Die Biden-Regierung hat es sich zum ersten außenpolitischen Ziel gesetzt, die transatlantischen Beziehungen nicht nur wieder zu kitten, sondern eben auch in der Sache zu verbessern. Ein besonderes Augenmerk will die neue Regierung auf die Werte und die Systemarchitektur der globalen Demokratien legen. Mit einem “Kongress der Demokratien” will der neue Präsident der Verbreitung von Autokratie Einhalt gebieten und unterstreichen, dass für die komplexen Probleme unserer Zeit die Demokratie die am besten geeignetste Gesellschaftsordnung ist.

Zu den Themen, die Herr Biden sofort angehen will, gehören die Bekämpfung der Covid-19 Pandemie und der Wiederbeitritt zum Pariser Klimaabkommen.
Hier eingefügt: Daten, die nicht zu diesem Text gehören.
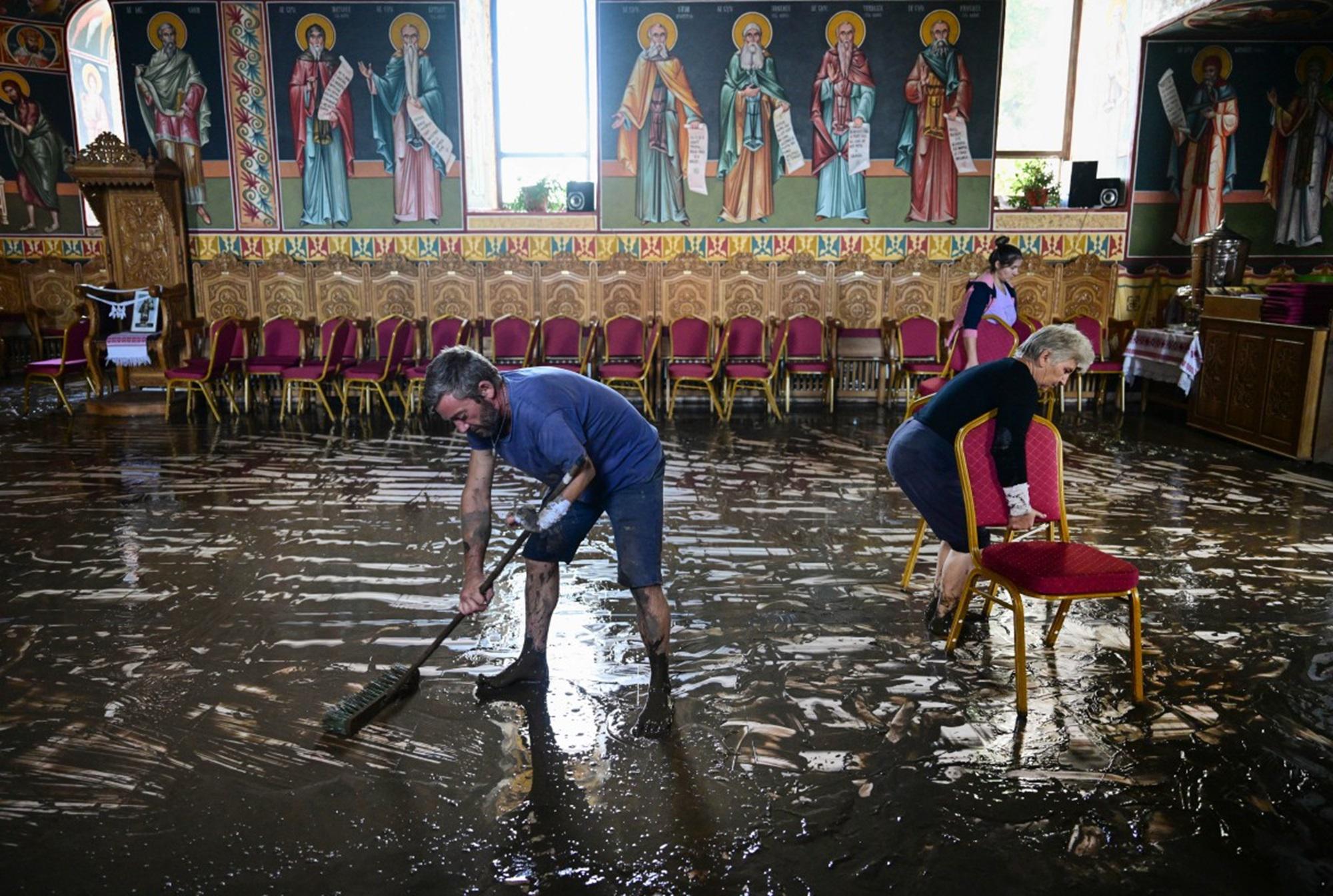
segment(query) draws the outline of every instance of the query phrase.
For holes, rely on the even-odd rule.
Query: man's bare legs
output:
[[[560,564],[547,560],[525,560],[524,605],[528,619],[524,629],[523,652],[519,659],[497,675],[483,675],[477,680],[488,688],[508,688],[512,684],[545,684],[547,632],[551,616],[560,600]]]
[[[668,656],[670,655],[670,608],[661,585],[631,588],[639,612],[639,635],[648,648],[648,703],[639,712],[635,733],[640,737],[665,737],[670,731],[670,681]]]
Warum hat er diese beiden Themen so herausgestellt?

Ohne die Pandemie in den Griff zu bekommen, wird es keinen weltwirtschaftlichen Aufschwung geben – 4.5% Kontraktion ist die Prognose –, von den gravierenden Verlusten an Leib und Leben erst gar nicht zu sprechen. Die Klima-Katastrophe rollt zwar langsamer auf uns zu, wird aber in ihren Auswirkungen noch viel gravierender werden. Die USA hat in den letzten vier Jahren zu den Lösungen solcher internationalen Probleme auf höchster Ebene nichts beigetragen, eine Politik des leeren Stuhls betrieben und damit beim eigenen Führungsanspruch versagt. Das möchte der neue Präsident zurückdrehen, nicht nur im Eigeninteresse, sondern auch um die Verantwortung Amerikas für die Welt wieder zu unterstreichen. 

Die USA wurden und werden von Protesten gegen Polizeigewalt und für Rassengleichheit erschüttert. Hat der künftige Präsident hier einen glaubwürdigen Plan, das Land gerechter zu machen?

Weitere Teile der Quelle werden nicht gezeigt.